I visited Bucharest in passing almost three years ago. This time, with a fresh pair of eyes, Bucharest seems to be more prosperous, from the cars on the road to the state of the roads. Reading some of the press reports, this is not surprising. The Economist in 2013 reported that "the average Bucharest resident was comfortably better off than the average resident of Manchester". An interesting fact, since economic migrants from Romania working in the UK are mostly in low-paid jobs. 

Another observation is that the Romanians are friendly and hospitable, except once when a taxi driver from the Cris taxi firm trying to rip me off - he offered a fixed price fare of 20 lei when I knew that the journey could not be more than 5 to 8 lei. Such are the antics of taxi drivers the worst over (with notable exceptions such as Japan and Dubai).

The airport hasn't changed much: the passport check on arrival at early afternoon was efficient. There was a wait for the baggage, almost 25 minutes, but bearable. On departure though, the security check is still working without a conveyor belt, so it is a case of pushing the trays along, rather cumbersome and inefficient I would say. And, there was only one bureau exchange near the departure gates, so it is a case of take it or leave it.
International departure, Otopeni Airport, Bucharest
I returned to Marriot Grand Hotel because I could not get a reasonable rate at hotels in the Old Town. It's near the Parliament but really in the middle of nowhere, with few restaurants nearby to choose from. The service was fine until I had to ask the hotel staff to repatriate an object that I left at the hotel through a colleague. They were very slow at it and it left a poor taste in the mouth.

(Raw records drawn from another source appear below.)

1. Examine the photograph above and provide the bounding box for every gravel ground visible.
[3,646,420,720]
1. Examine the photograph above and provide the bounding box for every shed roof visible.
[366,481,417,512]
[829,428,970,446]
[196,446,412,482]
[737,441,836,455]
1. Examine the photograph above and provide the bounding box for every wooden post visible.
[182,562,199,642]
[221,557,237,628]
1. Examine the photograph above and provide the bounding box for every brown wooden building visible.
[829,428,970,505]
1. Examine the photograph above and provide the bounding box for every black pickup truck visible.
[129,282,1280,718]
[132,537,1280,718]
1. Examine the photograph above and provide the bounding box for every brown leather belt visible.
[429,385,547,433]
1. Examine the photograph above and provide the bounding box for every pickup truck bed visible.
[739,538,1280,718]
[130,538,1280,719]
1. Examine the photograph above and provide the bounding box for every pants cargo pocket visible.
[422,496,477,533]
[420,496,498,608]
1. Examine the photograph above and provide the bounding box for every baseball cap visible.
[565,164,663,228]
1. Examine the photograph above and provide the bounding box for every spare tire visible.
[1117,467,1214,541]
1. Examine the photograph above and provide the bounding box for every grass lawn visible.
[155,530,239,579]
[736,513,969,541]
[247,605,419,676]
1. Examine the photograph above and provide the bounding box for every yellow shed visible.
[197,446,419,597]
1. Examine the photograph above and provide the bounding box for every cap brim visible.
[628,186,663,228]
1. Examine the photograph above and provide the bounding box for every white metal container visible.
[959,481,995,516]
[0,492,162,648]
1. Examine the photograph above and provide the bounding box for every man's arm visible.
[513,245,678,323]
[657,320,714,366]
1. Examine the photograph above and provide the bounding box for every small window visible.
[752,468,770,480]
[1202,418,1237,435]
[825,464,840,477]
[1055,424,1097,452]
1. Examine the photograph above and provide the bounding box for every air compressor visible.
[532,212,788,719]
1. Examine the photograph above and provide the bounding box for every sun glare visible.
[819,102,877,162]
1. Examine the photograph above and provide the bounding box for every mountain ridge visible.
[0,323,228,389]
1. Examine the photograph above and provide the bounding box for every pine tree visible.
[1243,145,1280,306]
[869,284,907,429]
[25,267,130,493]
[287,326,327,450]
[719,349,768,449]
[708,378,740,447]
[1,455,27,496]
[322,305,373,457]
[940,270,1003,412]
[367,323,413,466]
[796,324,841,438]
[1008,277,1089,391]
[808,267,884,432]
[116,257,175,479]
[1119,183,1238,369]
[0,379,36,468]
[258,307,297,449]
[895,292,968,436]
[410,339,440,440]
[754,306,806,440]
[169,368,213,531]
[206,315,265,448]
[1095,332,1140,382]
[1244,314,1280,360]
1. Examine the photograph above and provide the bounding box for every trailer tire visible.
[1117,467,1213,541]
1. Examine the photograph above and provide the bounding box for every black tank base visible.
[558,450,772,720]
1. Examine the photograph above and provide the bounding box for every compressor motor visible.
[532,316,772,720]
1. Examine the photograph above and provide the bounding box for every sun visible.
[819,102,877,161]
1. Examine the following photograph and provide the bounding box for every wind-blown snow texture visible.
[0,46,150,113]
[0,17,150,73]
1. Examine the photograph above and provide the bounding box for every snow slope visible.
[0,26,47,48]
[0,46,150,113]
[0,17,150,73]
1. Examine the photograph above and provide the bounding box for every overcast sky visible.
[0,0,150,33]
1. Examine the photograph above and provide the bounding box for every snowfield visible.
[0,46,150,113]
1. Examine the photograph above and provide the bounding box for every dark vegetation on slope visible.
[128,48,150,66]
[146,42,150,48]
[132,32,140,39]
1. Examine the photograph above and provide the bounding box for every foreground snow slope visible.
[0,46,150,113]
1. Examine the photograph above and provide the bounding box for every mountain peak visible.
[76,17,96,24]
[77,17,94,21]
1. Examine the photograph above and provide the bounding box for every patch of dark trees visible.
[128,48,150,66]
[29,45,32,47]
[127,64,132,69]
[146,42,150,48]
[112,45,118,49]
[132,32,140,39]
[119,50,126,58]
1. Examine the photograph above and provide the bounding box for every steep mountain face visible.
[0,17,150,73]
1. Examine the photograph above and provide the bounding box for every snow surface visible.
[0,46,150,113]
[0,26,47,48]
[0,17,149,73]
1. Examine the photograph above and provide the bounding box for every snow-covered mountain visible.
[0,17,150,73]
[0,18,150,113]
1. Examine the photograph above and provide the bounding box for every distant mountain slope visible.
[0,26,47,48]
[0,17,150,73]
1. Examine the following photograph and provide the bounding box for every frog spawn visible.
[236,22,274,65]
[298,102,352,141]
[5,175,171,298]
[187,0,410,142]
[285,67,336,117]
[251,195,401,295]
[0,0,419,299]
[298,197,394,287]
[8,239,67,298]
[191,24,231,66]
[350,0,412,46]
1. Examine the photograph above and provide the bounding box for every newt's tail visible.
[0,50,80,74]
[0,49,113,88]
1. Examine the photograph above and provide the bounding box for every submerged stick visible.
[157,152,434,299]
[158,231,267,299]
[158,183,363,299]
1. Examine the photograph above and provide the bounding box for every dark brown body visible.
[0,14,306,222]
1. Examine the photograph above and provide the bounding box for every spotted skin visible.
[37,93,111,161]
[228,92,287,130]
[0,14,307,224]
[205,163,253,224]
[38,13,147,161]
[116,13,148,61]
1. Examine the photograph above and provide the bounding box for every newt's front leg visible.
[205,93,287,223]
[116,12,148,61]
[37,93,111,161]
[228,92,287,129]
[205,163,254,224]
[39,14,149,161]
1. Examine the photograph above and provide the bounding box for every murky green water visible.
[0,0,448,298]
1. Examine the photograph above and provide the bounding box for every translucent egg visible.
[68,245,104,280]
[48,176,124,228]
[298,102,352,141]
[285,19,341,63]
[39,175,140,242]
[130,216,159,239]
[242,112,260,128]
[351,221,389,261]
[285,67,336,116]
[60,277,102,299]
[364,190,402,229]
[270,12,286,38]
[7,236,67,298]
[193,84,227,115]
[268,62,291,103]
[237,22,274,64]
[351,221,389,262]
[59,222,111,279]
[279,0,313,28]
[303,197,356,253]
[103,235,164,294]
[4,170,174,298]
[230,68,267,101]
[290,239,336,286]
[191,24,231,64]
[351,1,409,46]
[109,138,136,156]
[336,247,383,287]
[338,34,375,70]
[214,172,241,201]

View from the hotel window
The streets near the hotel gave a glimpse to how the "ordinary" people live. It was wall-to-wall apartments served by local shops. According to Wikipedia, the worst areas to buy properties in Bucharest are in Sector 5, which is where the hotel is located. " Once a thriving industrial area, the sector is now in dire need of improvement.... They are mostly inhabited by the impoverished Roma and are rubbish-strewn hotbeds of crime, including drug trafficking". So I was relieved not to see any of these distressful sights.

Grocery shop - the fruit and vegetables looked good

Ugly apartment blocks from the Soviet era, I assume

An amusement arcade - and there were a few of them

A mini supermarket 

The days of telephone boxes are over
Contrast this with the Old Town - what a difference! The historic architecture, the old churches, the outdoor terraces and cafes and the romantic feel make the Old Town an appealing area of the city. At night when the buildings are lit up, it really drew me in. I must find the time to experience more of Bucharest and to see more of the Old Town.


Bucharest at night

The Statue of Carol 1, opposite the Hilton Hotel
The food though, was disappointing at the two Italian restaurants we ate at. I wanted to try some Romanian food but was told by the locals that the local dishes are too heavy for the summer. What I did learn is that pork is the main dish and that the best vegetable also happens to be pork. At least two locals waxed lyrical about growing their own vegetables at their cottage outside Bucharest - invariably the tomatoes are the juiciest, the strawberries are the sweetest. They painted a picture of a simple life, living off the fruits of the land, making their own wine, feasting on organic wholesome food.

The Stadio restaurant, nothing to write home about

Apple Lemonade, a first for me

Simple breakfast, simple newspaper
And finally, the Tarom airport lounge at the Otopeni Airport. This is an absolute disgrace: a business lounge offering crisps, yogurt and biscuits as food. This has got to be the worst business lounge that I have come across in my travels. Even the makeshift British Airways lounge at Nairobi International airport attempted to offer some sandwiches curly at the edges.